スタートライン~私と先生と彼~【完結】
『さ、坂上・・・』
俺は、恥ずかしそうに立っている彼女の目に吸い込まれそうだった。
『斎藤くん、いいかな?』
彼女は遠慮がちに聞いてきた。
『あぁ・・・』
『斎藤くん、本当にありがとう。
斎藤くんが勉強教えてくれたから、合格できたんよ』
言葉を選びながら、ゆっくりと話す彼女の表情の一つ一つを見落とさないように、見つめた。
ただのお礼か・・・。
って俺は何を期待してるんだ?
彼女の言葉に自分の気持ちが露呈された。
『いいよ・・・。

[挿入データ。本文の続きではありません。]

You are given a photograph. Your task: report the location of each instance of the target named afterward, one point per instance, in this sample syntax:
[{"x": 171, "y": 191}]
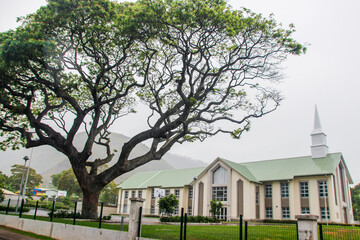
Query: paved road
[{"x": 8, "y": 235}]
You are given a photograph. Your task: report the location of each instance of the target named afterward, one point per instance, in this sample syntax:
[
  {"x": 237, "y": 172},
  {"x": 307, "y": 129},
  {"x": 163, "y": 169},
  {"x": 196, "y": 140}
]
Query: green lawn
[
  {"x": 27, "y": 233},
  {"x": 209, "y": 232}
]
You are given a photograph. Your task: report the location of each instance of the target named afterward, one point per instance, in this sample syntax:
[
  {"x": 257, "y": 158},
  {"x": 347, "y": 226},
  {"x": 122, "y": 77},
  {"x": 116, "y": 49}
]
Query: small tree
[
  {"x": 168, "y": 204},
  {"x": 215, "y": 207}
]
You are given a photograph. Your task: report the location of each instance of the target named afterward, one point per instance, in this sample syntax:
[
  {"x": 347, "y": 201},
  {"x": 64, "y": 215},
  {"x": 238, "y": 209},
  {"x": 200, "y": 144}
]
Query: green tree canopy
[
  {"x": 168, "y": 204},
  {"x": 199, "y": 66},
  {"x": 13, "y": 182}
]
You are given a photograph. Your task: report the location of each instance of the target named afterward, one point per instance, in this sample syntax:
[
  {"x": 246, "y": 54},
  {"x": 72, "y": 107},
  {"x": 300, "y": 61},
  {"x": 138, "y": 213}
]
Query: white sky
[{"x": 326, "y": 76}]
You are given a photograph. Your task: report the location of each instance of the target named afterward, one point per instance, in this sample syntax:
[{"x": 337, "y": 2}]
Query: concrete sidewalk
[{"x": 5, "y": 233}]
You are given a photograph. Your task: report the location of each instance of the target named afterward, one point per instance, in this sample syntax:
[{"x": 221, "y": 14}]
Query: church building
[{"x": 273, "y": 189}]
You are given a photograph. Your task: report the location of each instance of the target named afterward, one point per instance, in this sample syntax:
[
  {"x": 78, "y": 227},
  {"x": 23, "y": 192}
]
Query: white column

気にせんでも』
締め付けられるような胸の痛みを隠すように俺は、言葉を搾り出した。
『・・・あと・・・』
唇を噛み締めて、言いにくそうにしている彼女に俺は、僅かな期待をしていた。
『私ね、斎藤くんのこと好きなの!付き合って欲しい・・・』
最後の方は声が小さくて聞き取れないくらいだった・・・。
『・・・いいよ』
俺は考える間なく答えた。
その時の恵美の満面の笑みが今でも忘れられない。